Analytics commoditised
We're entering a key period of progress in data access and interoperability
I recently thought that there are only three ways to execute in data: internally as a data team, externally in consultancy and as a software provider.
What if there is a fourth way? In a two sided marketplace model like Uber, Lyft, Deliveroo etc: instead of drivers and customers as the two sides, you could have data professionals and data consumers (this does already happen to a level with Upwork). The reason why this works today for these other industries is that it’s entirely possible to provide the full context for a task from one side of the marketplace to the other: the driver knows the passenger wants to go from A to B at a specific time and the driver is given navigational instructions to follow to collect the passenger and drive to the destination. As it stands today this is not possible for analytics. There is just too much context that takes a long time to acquire; even for experienced data professionals, it often takes a month to understand the data processes/structures and how they relate to an organisation’s operations.
This complexity is why there are so many MDS consultancies and why engagements are long and require ongoing support. I think the complexity of the data is much more the reason these specialists are needed than any complexity around an unbundled data stack. I’m certain that, at least for the rest of my career, there will continue to be a need for these consultancies, as there will always be orgs who aren’t able to internally manage data. There will also be orgs who focus on their core service or product and outsource everything else including Legal, Finance, Tech and Data; this is a valid choice of operating model and there are many orgs globally who successfully use it.

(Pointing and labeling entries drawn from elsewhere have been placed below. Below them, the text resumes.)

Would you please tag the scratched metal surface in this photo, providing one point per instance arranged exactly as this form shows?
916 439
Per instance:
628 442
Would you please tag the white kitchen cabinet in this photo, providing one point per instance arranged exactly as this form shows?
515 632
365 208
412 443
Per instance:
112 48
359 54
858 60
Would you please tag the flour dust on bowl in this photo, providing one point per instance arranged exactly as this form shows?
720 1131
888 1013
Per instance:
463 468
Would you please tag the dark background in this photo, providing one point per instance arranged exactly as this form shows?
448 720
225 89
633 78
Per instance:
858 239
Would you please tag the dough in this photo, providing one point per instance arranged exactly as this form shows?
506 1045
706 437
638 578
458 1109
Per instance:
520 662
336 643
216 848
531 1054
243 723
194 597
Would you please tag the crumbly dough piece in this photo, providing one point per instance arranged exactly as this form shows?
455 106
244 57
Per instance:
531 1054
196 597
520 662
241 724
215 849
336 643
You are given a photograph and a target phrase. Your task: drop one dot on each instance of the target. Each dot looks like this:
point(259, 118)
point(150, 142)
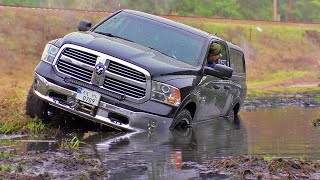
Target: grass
point(6, 167)
point(72, 144)
point(281, 77)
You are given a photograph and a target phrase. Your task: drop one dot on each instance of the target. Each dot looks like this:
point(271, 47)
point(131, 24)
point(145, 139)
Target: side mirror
point(219, 71)
point(84, 25)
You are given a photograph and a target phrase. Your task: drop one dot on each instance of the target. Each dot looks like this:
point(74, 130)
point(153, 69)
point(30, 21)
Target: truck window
point(173, 42)
point(237, 61)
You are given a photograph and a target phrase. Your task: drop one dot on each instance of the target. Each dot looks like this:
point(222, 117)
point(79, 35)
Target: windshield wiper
point(173, 56)
point(112, 35)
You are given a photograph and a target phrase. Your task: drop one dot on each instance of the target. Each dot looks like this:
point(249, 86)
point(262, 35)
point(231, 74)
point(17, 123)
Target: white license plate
point(88, 96)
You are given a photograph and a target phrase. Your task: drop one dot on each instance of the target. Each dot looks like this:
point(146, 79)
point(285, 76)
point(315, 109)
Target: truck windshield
point(170, 41)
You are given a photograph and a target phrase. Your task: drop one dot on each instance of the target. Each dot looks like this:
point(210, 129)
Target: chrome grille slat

Standardisation in Data Engineering has made good progress, with lots of money invested into the space to help this happen. Analytics engineering is now an accepted discipline with well defined tooling, but standardisation of how metrics and entities are defined has not been widely adopted yet - maybe 2022 is the start for this penultimate leg of the data relay race.
Does the advent of metrics layers, on top of well-defined data models in a standard format, drive a paradigm shift? What you get with a metrics layer is similar to a self-documented API, rather than having to figure out how to calculate any given metric for an organisation… this is already defined up front. If all or most organisations adopt metrics layers of a similar format, whether created by internal or consultancy data professionals through analytics engineering, then interacting with them becomes easier and requires less context gathering.
If there is even further standardisation, including common definitions for the same metric across organisations (Gross Merchandise Value GMV, Orders, Lead Generation Rate LGR, Session Conversion Rate…), you can then have experienced professionals in Growth, Product, Revenue, Finance… X data pick up any organisation’s data and apply their skills. Metrics layers can (or already do) allow you to apply those special filters to metrics to align you with how an organisation operates eg Orders doesn’t include test and Revenue doesn’t include chargebacks. This could allow more non-technical people to “work like an analyst” too, by abstracting the data model. They then only need to know how to make simple metrics layer queries, more akin to an Excel formula. Instead of arguing about how a metric was calculated, we could actually make some decisions or have deeper research conducted.
Just as it enables data professionals to more easily operate, it also allows for better integration with any tool that uses or displays metrics and their definitions:
analytical research - Hex
data app - Streamlit
ML platform - Continual
self-serve metrics - Lightdash
discovery - Atlan
business observability - Avora
With a hosted way to access the metrics layer, thus abstracting data access credentials, these tools could use pre-defined metrics in seconds. It could be like an app marketplace based on the metrics layer.
There is still a lot of work needed to get us to this place, but I think the wave is big enough to push us there. There will be a future dichotomy between orgs which have adopted a metrics layer and those which haven’t. The former having faster and cheaper access to professionals and apps and even faster output of a higher quality. The latter struggling to manage, disseminate and use data as effectively.
The two-sided marketplace is a great analogy. I know that when I switched jobs, being able to "plug in" and have opinions about the new data platform I was working in was a game changer, and it was only because they had implemented dbt. You might be onto something that the metrics layer could lead to even more pluggability.